How to Insulate an Older House with 6-Inch Walls


Regarding the depth of the walls, most older homes have studs that are barely four inches or less. The typical thickness of the studs is two inches. The width and depth of the new studs in the walls are 1.5 inches and 3.5 inches, respectively. These studs are perfect for R13 insulation (three and a half inches thick); however, the current US energy code mandates that all new homes have R19 insulation (six inches wide).

Future energy expenses are a significant consideration when upgrading an older property. Several items must be updated, including inefficient furnaces, drafty windows and doors, and inadequate insulation. Insulation can be installed either inside or outside of a building. The insulation value of a wall can be significantly improved by installing an inch of insulation board behind the siding while it is being replaced. For example, if the exterior is made of stone or brick, the insulation should be installed on the inside.

Six-inch insulation can be used but with much extra wood detail work. The studs can be made deeper so that six-inch insulation batts can be used. The mechanical components can be put in after the walls have been taken down to the studs. Don’t install the outlet boxes yet; leave the wire drops in place. The same goes for the rough-ins of the plumbing. If the actual depth of the wall was six inches, leave nipples at the stub outs that are at least that long.

The next task is to tear long lengths of two-by-two-and-a-half-inch wood furring strips. If the height of your studs is eight feet, then the size of the rips should also be eight feet. Create a rip count equal to or greater than the number of studs in the room, plus enough extra to circle the room twice. Before extending the top and bottom plates by 2.5 inches, you need to pack out the room by installing a ring of the shredded materials around the room’s floor and ceiling. Then, attach a strip to every stud in the room to pack them out. Furring strips should also be used to pack out the door and window jambs similarly. The completed work will result in cavity depths of 6.5 inches. Set all electrical boxes flush with the face of the new wall studs, plus the thickness of the drywall when installing.

Now we can easily install six inches of insulation and have a half-inch gap between it and the exterior wall. Lapping the insulation paper onto the stud faces achieves the finest vapor barrier. Use a small sheet of plastic to make up for the missing wall.

Upon completion of a standard drywall installation, it will become immediately apparent that the door and window jambs do not meet flush with the drywall’s outer surface, necessitating the addition of trims. Jamb fillers are used to expand the posts of a window or door to flush with the drywall surface. Cut a length to size using a portable table saw and some number two or better pine boards then set it in place. Along the back of the pine board, scribe a line flush with the drywall using a nice, sharp pencil. Jambs in older homes are typically not square and have noticeable width variations from top to bottom.

Your pine extension jamb can always be precisely flush if you scribe the line first. Buying broader widths of boards may allow you to get two extensions out of one piece of wood if you pre-measure the extensions and find they are in the 2-3 inch wide area when you buy the pine. However, it would be best to use caution because giant boards are far more expensive. The cost of a more extensive panel of the highest quality can skyrocket. If you are careful while selecting the number two boards, you might save money by buying more of them rather than better-quality wood.

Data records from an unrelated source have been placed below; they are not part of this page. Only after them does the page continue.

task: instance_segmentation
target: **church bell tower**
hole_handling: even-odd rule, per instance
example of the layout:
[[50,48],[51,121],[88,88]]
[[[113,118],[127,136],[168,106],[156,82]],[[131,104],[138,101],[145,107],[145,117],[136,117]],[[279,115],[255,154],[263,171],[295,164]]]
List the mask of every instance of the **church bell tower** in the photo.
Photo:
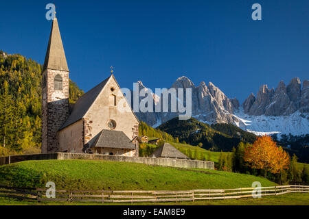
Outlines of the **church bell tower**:
[[59,151],[56,134],[69,116],[69,68],[56,14],[42,71],[42,153]]

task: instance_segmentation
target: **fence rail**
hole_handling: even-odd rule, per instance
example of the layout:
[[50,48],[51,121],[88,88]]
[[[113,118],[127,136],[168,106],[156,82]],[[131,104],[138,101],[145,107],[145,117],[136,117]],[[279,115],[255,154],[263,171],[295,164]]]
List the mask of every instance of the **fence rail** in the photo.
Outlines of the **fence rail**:
[[[260,194],[257,191],[260,189]],[[290,192],[308,193],[309,185],[242,188],[225,190],[193,190],[187,191],[110,191],[56,190],[56,198],[47,198],[46,189],[14,188],[0,185],[0,197],[37,201],[67,201],[90,203],[179,202],[199,200],[229,199],[253,197],[253,195],[277,196]]]

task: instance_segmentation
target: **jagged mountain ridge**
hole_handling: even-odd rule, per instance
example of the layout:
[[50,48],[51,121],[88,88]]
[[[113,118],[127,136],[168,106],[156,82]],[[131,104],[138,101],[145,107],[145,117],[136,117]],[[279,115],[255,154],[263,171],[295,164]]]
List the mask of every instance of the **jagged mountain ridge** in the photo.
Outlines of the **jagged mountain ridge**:
[[[146,88],[138,81],[139,89]],[[231,123],[258,135],[309,133],[309,81],[301,88],[299,78],[293,78],[287,86],[280,81],[277,88],[260,87],[255,96],[251,94],[240,105],[236,98],[228,98],[211,82],[199,86],[187,77],[177,79],[171,88],[192,89],[192,117],[209,123]],[[154,109],[161,96],[152,94]],[[143,98],[140,98],[140,100]],[[162,112],[162,111],[161,111]],[[138,118],[150,125],[159,125],[176,117],[177,113],[137,113]]]

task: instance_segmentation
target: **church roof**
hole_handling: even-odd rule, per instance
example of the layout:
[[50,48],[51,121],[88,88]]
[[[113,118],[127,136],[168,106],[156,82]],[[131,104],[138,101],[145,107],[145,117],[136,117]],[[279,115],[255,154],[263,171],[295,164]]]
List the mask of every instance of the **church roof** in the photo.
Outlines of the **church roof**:
[[62,40],[59,31],[57,18],[53,21],[47,51],[44,62],[43,71],[45,69],[69,71]]
[[74,107],[73,107],[72,112],[71,113],[70,116],[65,122],[65,123],[63,123],[59,130],[63,129],[64,128],[74,123],[75,122],[78,121],[84,117],[88,110],[97,99],[97,96],[101,92],[101,90],[104,88],[107,81],[113,75],[78,99],[78,100],[76,101],[76,103],[75,103]]
[[183,153],[178,151],[174,146],[168,143],[165,143],[164,145],[157,149],[150,155],[150,157],[152,157],[189,159],[189,157],[187,157]]
[[135,144],[122,131],[103,129],[89,147],[135,149]]

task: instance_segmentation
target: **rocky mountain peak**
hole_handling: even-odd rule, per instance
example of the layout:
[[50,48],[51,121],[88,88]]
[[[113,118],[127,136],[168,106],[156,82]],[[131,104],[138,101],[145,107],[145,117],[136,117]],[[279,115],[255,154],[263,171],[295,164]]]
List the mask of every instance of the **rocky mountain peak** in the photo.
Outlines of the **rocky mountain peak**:
[[278,93],[286,93],[286,84],[284,83],[284,82],[283,81],[281,81],[280,82],[279,82],[278,86],[277,87],[275,93],[278,94]]
[[303,81],[303,90],[309,88],[309,81],[304,80]]
[[301,96],[301,81],[299,77],[293,78],[286,87],[286,92],[290,100],[297,101]]
[[179,77],[177,80],[173,83],[172,88],[195,88],[194,83],[187,77],[181,76]]

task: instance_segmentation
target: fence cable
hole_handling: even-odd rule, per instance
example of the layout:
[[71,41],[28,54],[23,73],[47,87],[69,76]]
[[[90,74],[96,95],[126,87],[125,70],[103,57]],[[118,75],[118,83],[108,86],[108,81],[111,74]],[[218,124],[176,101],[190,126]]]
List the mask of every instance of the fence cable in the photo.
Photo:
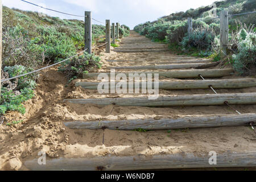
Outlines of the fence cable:
[[98,22],[98,23],[102,23],[102,24],[106,24],[105,23],[104,23],[104,22],[101,22],[101,21],[97,20],[97,19],[94,19],[94,18],[92,18],[92,19],[93,20],[94,20],[94,21],[96,21],[96,22]]
[[88,17],[88,16],[76,15],[73,15],[73,14],[72,14],[63,13],[63,12],[61,12],[61,11],[57,11],[57,10],[52,10],[52,9],[46,8],[46,7],[43,7],[43,6],[39,6],[39,5],[32,3],[32,2],[28,2],[28,1],[24,1],[24,0],[21,0],[21,1],[23,1],[23,2],[26,2],[27,3],[29,3],[29,4],[31,4],[31,5],[32,5],[39,7],[40,8],[44,9],[47,10],[55,11],[55,12],[64,14],[68,15],[71,15],[71,16],[78,16],[78,17]]
[[101,45],[100,45],[100,46],[95,46],[94,47],[101,47],[101,46],[103,46],[106,45],[106,44],[108,44],[108,43],[109,43],[109,42],[107,42],[106,43],[104,43],[104,44],[101,44]]
[[[78,17],[88,17],[88,16],[76,15],[72,14],[69,14],[69,13],[64,13],[64,12],[61,12],[61,11],[57,11],[57,10],[52,10],[52,9],[48,9],[48,8],[46,8],[46,7],[43,7],[43,6],[39,6],[39,5],[36,5],[36,4],[34,4],[34,3],[32,3],[32,2],[28,2],[28,1],[24,1],[24,0],[21,0],[21,1],[23,1],[23,2],[26,2],[26,3],[29,3],[29,4],[31,4],[31,5],[34,5],[34,6],[39,7],[40,7],[40,8],[44,9],[45,9],[45,10],[49,10],[49,11],[55,11],[55,12],[57,12],[57,13],[62,13],[62,14],[65,14],[65,15],[71,15],[71,16],[78,16]],[[92,19],[93,20],[94,20],[94,21],[96,21],[96,22],[98,22],[98,23],[102,23],[102,24],[105,24],[105,23],[104,23],[104,22],[102,22],[99,21],[99,20],[97,20],[97,19],[94,19],[94,18],[92,18]]]
[[[101,44],[101,45],[100,45],[100,46],[94,46],[94,47],[101,47],[101,46],[104,46],[104,45],[106,45],[106,44],[108,44],[108,43],[109,43],[109,42],[106,42],[106,43],[104,43],[104,44]],[[55,64],[53,64],[50,65],[49,65],[49,66],[47,66],[47,67],[44,67],[44,68],[40,68],[40,69],[36,69],[36,70],[30,72],[29,72],[29,73],[27,73],[23,74],[23,75],[21,75],[16,76],[15,76],[15,77],[11,77],[11,78],[5,79],[5,80],[2,80],[1,82],[3,82],[6,81],[9,81],[9,80],[16,79],[16,78],[21,77],[22,77],[22,76],[26,76],[26,75],[30,75],[30,74],[32,74],[32,73],[35,73],[35,72],[39,72],[39,71],[42,71],[42,70],[43,70],[43,69],[47,69],[47,68],[52,67],[53,67],[53,66],[59,64],[60,64],[60,63],[63,63],[63,62],[64,62],[64,61],[67,61],[67,60],[69,60],[69,59],[72,59],[72,58],[73,58],[73,57],[76,57],[76,56],[78,56],[78,55],[80,55],[80,53],[81,53],[85,52],[85,51],[86,51],[88,49],[88,48],[86,48],[86,49],[85,49],[85,50],[84,50],[84,51],[81,51],[81,52],[80,52],[77,53],[76,55],[74,55],[74,56],[71,56],[71,57],[69,57],[69,58],[68,58],[68,59],[65,59],[65,60],[63,60],[63,61],[60,61],[60,62],[55,63]]]
[[247,14],[253,14],[253,13],[256,13],[256,11],[251,11],[251,12],[248,12],[248,13],[236,14],[234,15],[226,15],[226,16],[238,16],[238,15],[247,15]]
[[205,21],[208,21],[208,20],[212,20],[218,19],[218,18],[220,18],[220,17],[218,16],[218,17],[216,17],[216,18],[211,18],[211,19],[204,19],[204,20],[203,20],[203,19],[199,19],[199,20],[193,20],[192,21],[193,22],[205,22]]
[[32,72],[28,72],[28,73],[25,73],[25,74],[23,74],[23,75],[21,75],[16,76],[15,76],[15,77],[11,77],[11,78],[5,79],[5,80],[1,80],[1,82],[3,82],[6,81],[9,81],[9,80],[11,80],[16,79],[16,78],[19,78],[19,77],[20,77],[24,76],[26,76],[26,75],[30,75],[30,74],[32,74],[32,73],[35,73],[35,72],[39,72],[39,71],[42,71],[42,70],[43,70],[43,69],[47,69],[47,68],[52,67],[53,67],[53,66],[59,64],[60,64],[60,63],[63,63],[63,62],[64,62],[64,61],[67,61],[67,60],[69,60],[69,59],[72,59],[72,58],[73,58],[73,57],[76,57],[76,56],[78,56],[78,55],[80,55],[80,53],[81,53],[85,52],[85,51],[86,51],[88,49],[88,48],[86,48],[86,49],[85,49],[85,50],[81,51],[81,52],[80,52],[80,53],[77,53],[77,54],[76,54],[76,55],[74,55],[74,56],[71,56],[71,57],[69,57],[69,58],[68,58],[68,59],[65,59],[65,60],[61,61],[60,61],[60,62],[55,63],[55,64],[52,64],[52,65],[49,65],[49,66],[47,66],[47,67],[44,67],[44,68],[40,68],[40,69],[38,69],[33,71],[32,71]]

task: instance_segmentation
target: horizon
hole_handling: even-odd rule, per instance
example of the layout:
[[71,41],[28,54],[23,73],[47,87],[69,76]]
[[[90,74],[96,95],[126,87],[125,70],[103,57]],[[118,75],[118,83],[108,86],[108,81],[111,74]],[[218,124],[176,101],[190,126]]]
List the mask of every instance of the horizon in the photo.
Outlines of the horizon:
[[[110,19],[112,23],[118,22],[121,24],[127,25],[133,30],[139,24],[148,21],[152,22],[172,13],[185,12],[190,9],[195,9],[204,6],[210,5],[216,1],[195,0],[191,2],[188,0],[180,0],[179,3],[173,1],[171,2],[167,0],[159,0],[157,2],[152,0],[138,0],[136,2],[110,0],[108,2],[103,0],[89,0],[86,2],[82,0],[73,2],[69,0],[27,0],[27,1],[55,10],[77,15],[83,15],[84,11],[90,11],[92,18],[97,20],[105,22],[105,19]],[[57,16],[61,19],[84,20],[82,17],[72,16],[46,10],[21,0],[3,0],[3,5],[9,8],[43,13],[47,15]],[[113,11],[112,7],[115,6],[119,8],[115,9],[115,11]],[[144,6],[144,8],[141,9],[142,6]],[[126,9],[120,8],[121,7],[125,7]],[[128,13],[129,15],[127,15]],[[92,23],[102,24],[93,20]]]

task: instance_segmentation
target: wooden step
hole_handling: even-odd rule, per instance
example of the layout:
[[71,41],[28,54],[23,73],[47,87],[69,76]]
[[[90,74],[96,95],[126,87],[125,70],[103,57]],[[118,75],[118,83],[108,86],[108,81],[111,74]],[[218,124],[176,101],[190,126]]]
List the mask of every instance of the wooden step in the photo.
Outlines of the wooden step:
[[[175,59],[174,59],[175,60]],[[131,63],[133,63],[134,62],[136,62],[135,60],[106,60],[108,62],[118,62],[118,63],[127,63],[127,62],[131,62]],[[137,61],[142,61],[142,60],[137,60]],[[146,63],[150,64],[151,61],[145,61]],[[165,61],[165,62],[162,62]],[[212,60],[209,59],[202,59],[202,60],[179,60],[179,61],[173,61],[173,60],[163,60],[163,61],[159,61],[157,63],[155,63],[156,64],[183,64],[183,63],[210,63]]]
[[[115,82],[115,85],[118,82]],[[110,83],[109,89],[111,88]],[[77,82],[76,86],[81,86],[86,89],[97,90],[98,82]],[[139,86],[133,84],[134,88],[142,88],[142,85],[146,85],[147,89],[147,83],[140,82]],[[152,82],[151,87],[154,88],[155,82]],[[127,88],[129,88],[129,82],[127,82]],[[165,90],[184,90],[209,89],[212,86],[214,89],[238,89],[256,86],[256,78],[225,79],[225,80],[179,80],[171,81],[159,81],[159,89]]]
[[144,66],[131,66],[131,67],[109,67],[109,69],[189,69],[189,68],[208,68],[214,67],[220,64],[220,62],[214,63],[186,63],[177,64],[166,65],[148,65]]
[[[127,76],[129,74],[133,73],[145,73],[145,74],[159,74],[159,77],[165,77],[167,78],[199,78],[199,75],[202,75],[205,78],[216,78],[221,77],[225,76],[230,75],[233,73],[233,69],[190,69],[190,70],[172,70],[167,72],[122,72]],[[102,73],[84,73],[82,75],[83,78],[97,77],[98,76]],[[104,73],[109,76],[110,73]],[[116,72],[115,74],[120,73]]]
[[169,51],[168,49],[140,49],[140,50],[129,50],[129,49],[123,49],[123,50],[114,50],[116,52],[162,52]]
[[133,46],[130,47],[115,47],[115,50],[141,50],[141,49],[157,49],[159,48],[166,48],[166,46],[158,46],[158,47],[152,47],[152,46],[143,46],[143,47],[137,47]]
[[256,104],[256,93],[160,96],[156,100],[149,100],[148,97],[143,97],[68,99],[65,101],[80,104],[114,104],[124,106],[144,107],[222,105],[225,105],[225,101],[228,101],[230,105]]
[[256,121],[256,114],[241,115],[188,115],[180,118],[161,119],[133,119],[121,121],[75,121],[64,122],[72,129],[146,130],[205,128],[222,126],[250,126]]
[[212,167],[248,167],[256,166],[256,151],[217,154],[216,165],[209,163],[209,154],[82,157],[47,160],[46,165],[38,164],[38,159],[27,160],[24,166],[32,171],[129,171]]

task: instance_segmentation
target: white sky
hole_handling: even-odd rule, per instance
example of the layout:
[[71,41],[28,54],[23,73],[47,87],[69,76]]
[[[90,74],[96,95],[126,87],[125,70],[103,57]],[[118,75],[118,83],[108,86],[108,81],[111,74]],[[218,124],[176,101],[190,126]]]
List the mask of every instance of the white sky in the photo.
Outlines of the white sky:
[[[119,22],[133,28],[138,24],[152,21],[173,13],[193,8],[210,5],[214,0],[26,0],[44,5],[47,8],[69,14],[83,15],[84,11],[91,11],[93,18],[105,22]],[[27,4],[20,0],[2,0],[3,4],[9,7],[24,10],[43,12],[42,9]],[[46,10],[47,14],[65,19],[82,18],[63,15]],[[94,22],[93,23],[97,24]]]

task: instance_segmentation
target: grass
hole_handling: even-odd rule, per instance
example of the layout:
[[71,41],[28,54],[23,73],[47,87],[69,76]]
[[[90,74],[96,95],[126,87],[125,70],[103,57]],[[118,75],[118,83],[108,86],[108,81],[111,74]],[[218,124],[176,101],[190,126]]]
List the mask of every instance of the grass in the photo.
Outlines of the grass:
[[7,126],[12,126],[12,125],[16,125],[18,123],[20,123],[21,122],[23,122],[23,120],[19,120],[19,121],[13,121],[11,123],[6,123]]
[[134,131],[138,131],[138,132],[147,132],[148,131],[143,129],[135,129],[134,130],[133,130]]
[[112,43],[111,46],[112,46],[113,47],[119,47],[119,45],[118,45],[117,44]]

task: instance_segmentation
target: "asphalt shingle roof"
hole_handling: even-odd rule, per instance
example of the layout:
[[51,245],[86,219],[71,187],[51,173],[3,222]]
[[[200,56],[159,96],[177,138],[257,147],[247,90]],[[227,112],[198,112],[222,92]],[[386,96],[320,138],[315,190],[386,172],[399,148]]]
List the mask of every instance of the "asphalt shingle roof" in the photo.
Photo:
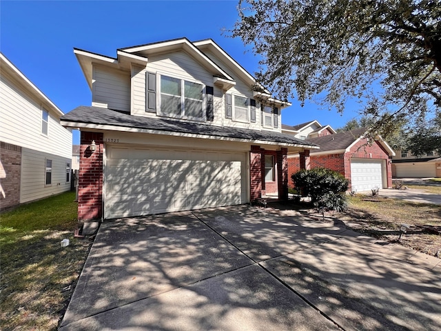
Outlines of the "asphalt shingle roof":
[[307,141],[318,145],[320,149],[314,150],[311,152],[326,152],[336,150],[345,150],[351,146],[367,131],[365,128],[355,129],[345,132],[329,134],[327,136],[310,138]]
[[316,146],[290,134],[270,131],[257,131],[238,128],[209,126],[196,123],[152,119],[100,107],[81,106],[61,117],[66,122],[105,125],[192,134],[202,134],[250,141],[264,141],[296,146]]

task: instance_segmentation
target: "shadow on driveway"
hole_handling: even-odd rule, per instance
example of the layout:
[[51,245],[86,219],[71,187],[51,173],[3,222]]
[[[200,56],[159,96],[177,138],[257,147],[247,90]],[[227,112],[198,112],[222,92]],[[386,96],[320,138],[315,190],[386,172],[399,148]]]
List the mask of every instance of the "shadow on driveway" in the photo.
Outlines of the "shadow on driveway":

If you install or replace your finish trims, the only visible difference between the old and new walls will be the depth of the window and door frames. The five-inch reduction in space will likely go unnoticed. Next winter, when your fuel bill is substantially lower, your wallet will thank you. Your home will be more “green” and energy-efficient due to the additional insulation, and you’ll save money on your heating and cooling bills.

Toby Ackerson Your Helpful Local Building Inspector

Pete Ackerson has been a building inspector for more than 30 years and has worked in both the public and private sectors. He has experience in both the office of building design and the field of construction in the Eastern United States, having worked on a wide range of projects from schools to treatment plants, individual residences, and condo projects to major residential landscaping projects. Wagsys LLC, which he co-founded in 2006 with two other building inspectors, developed software for city departments such as building inspection, planning, and zoning.